The island itself is a beautiful place, but after the last typhoon, two years ago, many trees were toppled, houses destroyed, and since then weeds have mostly taken over the place. Literally. They provide excellent cover for the monkeys (Angaur is known as Monkey Island), and so the weeds, the monkeys, and the lizards are some of the problems the people of Angaur face.
Life here is mostly quiet, though difficulties can of course happen here as anywhere; but life is only mostly quiet. The ocean controls much of the traffic to the island, and apart from the Palauan Ministry Aviation which operates a plane on fridays, the ocean controls the weekly ferry from Koror and the occasional speedboat. The ocean provides also a variety of foods. From crabs to fish, all the way up to sharks.
But the ocean is not always quiet and that affects the flow of goods, mostly food, and sometimes there are even casualties. Not too long ago, three fishermen went out, and only one made it back. The other two were never found.

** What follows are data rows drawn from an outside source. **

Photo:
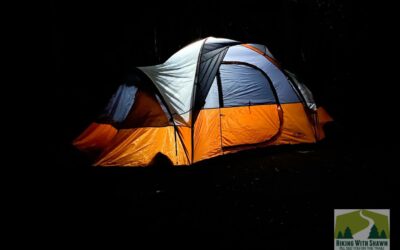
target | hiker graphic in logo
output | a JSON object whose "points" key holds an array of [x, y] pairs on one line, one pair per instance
{"points": [[362, 229]]}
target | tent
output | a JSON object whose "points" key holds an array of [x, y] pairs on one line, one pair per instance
{"points": [[213, 97]]}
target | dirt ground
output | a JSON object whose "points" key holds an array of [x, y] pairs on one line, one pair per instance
{"points": [[273, 198]]}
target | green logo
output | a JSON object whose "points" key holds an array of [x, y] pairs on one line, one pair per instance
{"points": [[362, 229]]}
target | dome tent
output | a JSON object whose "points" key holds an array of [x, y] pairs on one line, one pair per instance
{"points": [[213, 97]]}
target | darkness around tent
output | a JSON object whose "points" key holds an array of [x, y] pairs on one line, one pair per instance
{"points": [[334, 47]]}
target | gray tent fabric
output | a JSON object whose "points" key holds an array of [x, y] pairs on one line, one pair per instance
{"points": [[262, 48], [304, 91], [119, 105], [212, 53], [243, 85], [285, 92], [212, 100]]}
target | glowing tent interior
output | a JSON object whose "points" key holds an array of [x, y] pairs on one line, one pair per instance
{"points": [[213, 97]]}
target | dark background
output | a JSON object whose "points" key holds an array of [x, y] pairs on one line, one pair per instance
{"points": [[278, 197]]}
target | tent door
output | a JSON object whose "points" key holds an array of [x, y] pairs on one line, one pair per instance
{"points": [[248, 110]]}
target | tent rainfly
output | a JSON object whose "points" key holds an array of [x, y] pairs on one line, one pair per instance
{"points": [[213, 97]]}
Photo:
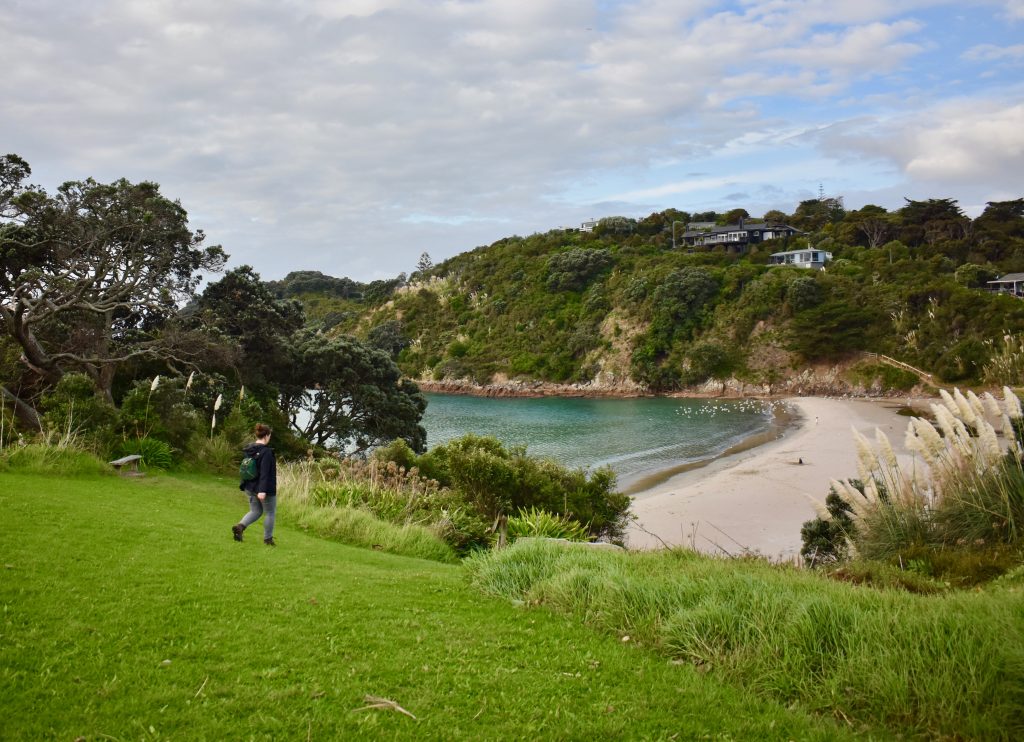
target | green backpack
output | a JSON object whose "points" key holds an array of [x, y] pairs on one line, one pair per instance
{"points": [[249, 469]]}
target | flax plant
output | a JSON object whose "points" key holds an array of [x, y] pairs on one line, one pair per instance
{"points": [[962, 488]]}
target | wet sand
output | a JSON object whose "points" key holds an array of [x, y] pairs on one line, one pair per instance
{"points": [[757, 499]]}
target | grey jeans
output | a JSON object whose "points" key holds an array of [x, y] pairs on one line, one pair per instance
{"points": [[266, 508]]}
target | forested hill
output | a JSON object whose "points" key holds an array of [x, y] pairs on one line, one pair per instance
{"points": [[622, 307]]}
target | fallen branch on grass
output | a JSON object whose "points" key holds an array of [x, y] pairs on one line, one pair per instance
{"points": [[378, 702]]}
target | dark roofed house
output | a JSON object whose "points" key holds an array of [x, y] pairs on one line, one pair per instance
{"points": [[736, 237], [809, 258], [1010, 284]]}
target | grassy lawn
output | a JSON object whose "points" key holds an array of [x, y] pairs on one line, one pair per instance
{"points": [[129, 613]]}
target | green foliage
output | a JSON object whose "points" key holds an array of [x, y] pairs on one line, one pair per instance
{"points": [[884, 377], [329, 617], [494, 480], [163, 412], [922, 666], [825, 540], [43, 457], [74, 405], [803, 293], [541, 524], [156, 453], [398, 497], [707, 359], [572, 270], [351, 396]]}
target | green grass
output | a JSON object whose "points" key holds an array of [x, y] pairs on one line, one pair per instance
{"points": [[936, 667], [129, 613]]}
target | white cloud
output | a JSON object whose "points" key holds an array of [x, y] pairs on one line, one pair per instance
{"points": [[367, 131], [965, 142], [990, 52]]}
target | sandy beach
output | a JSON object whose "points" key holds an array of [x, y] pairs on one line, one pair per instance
{"points": [[759, 498]]}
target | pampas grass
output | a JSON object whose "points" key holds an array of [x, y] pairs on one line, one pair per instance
{"points": [[964, 487]]}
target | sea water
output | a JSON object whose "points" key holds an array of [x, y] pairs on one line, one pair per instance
{"points": [[637, 437]]}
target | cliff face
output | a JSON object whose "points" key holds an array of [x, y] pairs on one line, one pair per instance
{"points": [[830, 381], [610, 313]]}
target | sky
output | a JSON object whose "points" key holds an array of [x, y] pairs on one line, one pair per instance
{"points": [[350, 136]]}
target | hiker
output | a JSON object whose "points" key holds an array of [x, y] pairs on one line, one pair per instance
{"points": [[262, 489]]}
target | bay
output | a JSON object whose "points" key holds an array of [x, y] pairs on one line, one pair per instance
{"points": [[637, 437]]}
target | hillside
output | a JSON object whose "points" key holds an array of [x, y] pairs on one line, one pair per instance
{"points": [[621, 309]]}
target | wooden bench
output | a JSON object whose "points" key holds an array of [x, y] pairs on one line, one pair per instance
{"points": [[130, 464]]}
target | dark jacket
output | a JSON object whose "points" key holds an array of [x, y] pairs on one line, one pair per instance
{"points": [[266, 480]]}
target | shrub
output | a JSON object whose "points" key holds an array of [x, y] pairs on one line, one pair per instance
{"points": [[49, 459], [540, 523], [156, 453], [825, 538], [74, 406], [937, 667]]}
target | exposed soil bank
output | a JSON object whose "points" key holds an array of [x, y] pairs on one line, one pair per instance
{"points": [[818, 382]]}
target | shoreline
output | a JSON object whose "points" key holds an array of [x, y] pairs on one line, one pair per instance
{"points": [[756, 499], [784, 420], [803, 385]]}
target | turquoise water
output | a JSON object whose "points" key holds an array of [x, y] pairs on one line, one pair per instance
{"points": [[636, 437]]}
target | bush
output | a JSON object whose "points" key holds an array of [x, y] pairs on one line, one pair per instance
{"points": [[496, 480], [937, 667], [156, 453], [46, 459], [884, 377], [73, 406], [541, 524]]}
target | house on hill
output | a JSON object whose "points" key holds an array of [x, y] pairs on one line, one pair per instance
{"points": [[1010, 284], [815, 259], [735, 237]]}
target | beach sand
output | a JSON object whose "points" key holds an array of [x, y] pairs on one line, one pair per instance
{"points": [[757, 500]]}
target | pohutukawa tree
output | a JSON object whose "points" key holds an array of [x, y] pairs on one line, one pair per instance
{"points": [[89, 274]]}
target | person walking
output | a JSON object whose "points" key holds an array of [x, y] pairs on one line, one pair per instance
{"points": [[262, 490]]}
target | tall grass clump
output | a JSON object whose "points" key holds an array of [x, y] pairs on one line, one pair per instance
{"points": [[52, 457], [963, 491], [949, 666], [320, 497]]}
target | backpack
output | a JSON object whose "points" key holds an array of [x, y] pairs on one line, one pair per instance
{"points": [[249, 469]]}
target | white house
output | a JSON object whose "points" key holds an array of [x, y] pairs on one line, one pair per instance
{"points": [[809, 258], [1010, 284]]}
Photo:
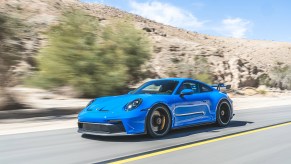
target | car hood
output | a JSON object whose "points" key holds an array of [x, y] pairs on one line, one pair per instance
{"points": [[112, 103]]}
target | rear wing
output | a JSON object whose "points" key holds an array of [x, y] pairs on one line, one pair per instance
{"points": [[221, 86]]}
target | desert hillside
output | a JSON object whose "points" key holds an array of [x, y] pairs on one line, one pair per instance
{"points": [[176, 52]]}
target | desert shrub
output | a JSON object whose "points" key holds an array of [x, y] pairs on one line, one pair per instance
{"points": [[94, 59], [202, 70], [11, 33], [280, 76]]}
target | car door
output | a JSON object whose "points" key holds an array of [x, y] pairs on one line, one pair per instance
{"points": [[191, 109]]}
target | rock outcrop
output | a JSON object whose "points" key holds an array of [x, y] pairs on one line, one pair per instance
{"points": [[239, 62]]}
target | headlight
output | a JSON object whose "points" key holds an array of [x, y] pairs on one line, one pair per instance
{"points": [[132, 105], [90, 103]]}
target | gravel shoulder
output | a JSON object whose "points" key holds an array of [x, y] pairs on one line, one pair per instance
{"points": [[25, 125]]}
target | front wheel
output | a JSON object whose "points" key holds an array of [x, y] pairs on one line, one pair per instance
{"points": [[223, 114], [158, 121]]}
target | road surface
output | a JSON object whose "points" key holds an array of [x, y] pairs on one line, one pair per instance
{"points": [[67, 146]]}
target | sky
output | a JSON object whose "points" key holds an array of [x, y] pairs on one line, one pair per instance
{"points": [[250, 19]]}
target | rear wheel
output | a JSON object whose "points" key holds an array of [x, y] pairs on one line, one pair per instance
{"points": [[158, 121], [223, 113]]}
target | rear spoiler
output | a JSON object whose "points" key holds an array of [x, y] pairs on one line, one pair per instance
{"points": [[220, 86]]}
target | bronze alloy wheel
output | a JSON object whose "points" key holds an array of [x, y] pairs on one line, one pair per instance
{"points": [[158, 121], [223, 113]]}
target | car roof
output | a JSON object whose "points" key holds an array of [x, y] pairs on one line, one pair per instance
{"points": [[176, 79]]}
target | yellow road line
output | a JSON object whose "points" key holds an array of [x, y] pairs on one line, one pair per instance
{"points": [[196, 144]]}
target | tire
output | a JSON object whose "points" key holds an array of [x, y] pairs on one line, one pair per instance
{"points": [[223, 114], [158, 121]]}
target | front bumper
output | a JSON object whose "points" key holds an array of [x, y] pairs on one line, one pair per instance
{"points": [[116, 128]]}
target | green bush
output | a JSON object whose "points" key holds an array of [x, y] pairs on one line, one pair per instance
{"points": [[202, 71], [281, 76], [94, 59], [11, 48]]}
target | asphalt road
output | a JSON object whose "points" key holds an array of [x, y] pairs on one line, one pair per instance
{"points": [[67, 146]]}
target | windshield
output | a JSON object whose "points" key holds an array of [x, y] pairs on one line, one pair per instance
{"points": [[157, 87]]}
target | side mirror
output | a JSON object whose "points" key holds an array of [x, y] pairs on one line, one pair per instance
{"points": [[186, 92], [227, 86]]}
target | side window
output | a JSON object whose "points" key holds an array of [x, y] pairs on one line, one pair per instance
{"points": [[205, 88], [189, 85]]}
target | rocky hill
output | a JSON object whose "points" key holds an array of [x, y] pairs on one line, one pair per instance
{"points": [[176, 52]]}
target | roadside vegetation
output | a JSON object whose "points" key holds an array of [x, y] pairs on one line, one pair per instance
{"points": [[279, 76], [95, 59], [11, 53]]}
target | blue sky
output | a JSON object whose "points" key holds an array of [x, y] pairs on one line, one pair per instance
{"points": [[251, 19]]}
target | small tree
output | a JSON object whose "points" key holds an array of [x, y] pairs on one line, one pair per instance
{"points": [[202, 71], [94, 59], [11, 34], [281, 76]]}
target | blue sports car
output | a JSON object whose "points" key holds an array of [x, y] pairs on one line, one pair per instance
{"points": [[156, 107]]}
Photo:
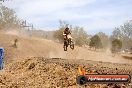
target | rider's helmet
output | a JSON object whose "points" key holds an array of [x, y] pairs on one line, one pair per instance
{"points": [[67, 29]]}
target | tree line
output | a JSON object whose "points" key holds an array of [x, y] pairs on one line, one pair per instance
{"points": [[120, 39]]}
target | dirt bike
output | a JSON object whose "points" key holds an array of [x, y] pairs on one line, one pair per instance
{"points": [[68, 42]]}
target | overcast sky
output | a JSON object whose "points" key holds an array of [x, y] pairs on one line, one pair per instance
{"points": [[93, 15]]}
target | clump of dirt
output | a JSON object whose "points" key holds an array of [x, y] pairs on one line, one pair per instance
{"points": [[39, 72]]}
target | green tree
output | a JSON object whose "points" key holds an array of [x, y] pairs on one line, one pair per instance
{"points": [[116, 45], [8, 18], [80, 36], [58, 34], [95, 42], [104, 39]]}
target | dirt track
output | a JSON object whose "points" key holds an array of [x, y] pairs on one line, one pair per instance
{"points": [[39, 72]]}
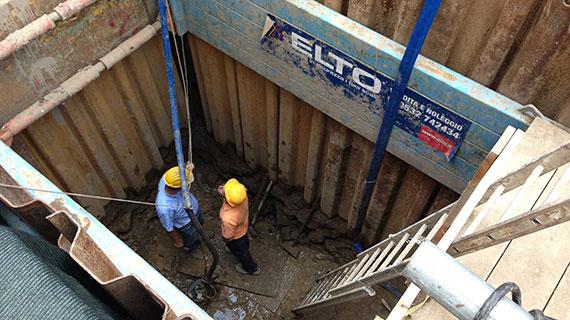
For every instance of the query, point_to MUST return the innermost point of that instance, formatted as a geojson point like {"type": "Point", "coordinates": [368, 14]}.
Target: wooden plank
{"type": "Point", "coordinates": [200, 80]}
{"type": "Point", "coordinates": [314, 155]}
{"type": "Point", "coordinates": [521, 225]}
{"type": "Point", "coordinates": [335, 162]}
{"type": "Point", "coordinates": [444, 197]}
{"type": "Point", "coordinates": [412, 201]}
{"type": "Point", "coordinates": [272, 125]}
{"type": "Point", "coordinates": [233, 98]}
{"type": "Point", "coordinates": [520, 259]}
{"type": "Point", "coordinates": [287, 143]}
{"type": "Point", "coordinates": [557, 306]}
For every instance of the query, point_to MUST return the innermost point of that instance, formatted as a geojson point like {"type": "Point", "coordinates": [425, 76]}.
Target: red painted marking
{"type": "Point", "coordinates": [436, 140]}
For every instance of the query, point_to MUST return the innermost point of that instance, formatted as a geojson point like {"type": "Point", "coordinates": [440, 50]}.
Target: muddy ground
{"type": "Point", "coordinates": [284, 280]}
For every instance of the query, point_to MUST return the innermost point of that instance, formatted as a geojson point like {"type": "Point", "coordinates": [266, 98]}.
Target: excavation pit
{"type": "Point", "coordinates": [289, 270]}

For a small society, it is a huge shock.
A specific Palauan tradition is that on a funeral or memorial service, the guests bring a token for the family. From tradition, this is a sum of money, and it greatly helps the family, though it can easily place a burden on the giving part.
For us, we try to navigate as well as we can, and do not try to be in the way too much or too little. The planned memorial service pauses our planned activities at the moment, such as the pre-school children’s mornings and the dancing classes.
At the island there are two churches, the Angaur Evangelical Church and the Catholic Church. The rooms where we are staying in, are at the back of the Evangelical Church. Right outside are banana trees, some coconut trees and the remains of a papaya tree which unfortunately was toppled when we were cutting back the jungle.
We have got to known a guy “Jewish”, who has a remarkable story. His father died some years ago, his mum had a stroke, and he himself fell out of a beetle nut tree, leaving him with broken bones everywhere and in a coma for months.
He has to learn a lot of things all over again, but his happiness such a testimony and positive example! He talks about how he wants to join the US army, and about his girlfriend in Korer. He’ll probably go to a boarding school there, and as soon as you’re used to that, the step to a college or university in the US is not really a big one, socially.
So far, that has proven to be a brain drain because the people are leaving not only Angaur but also Koror.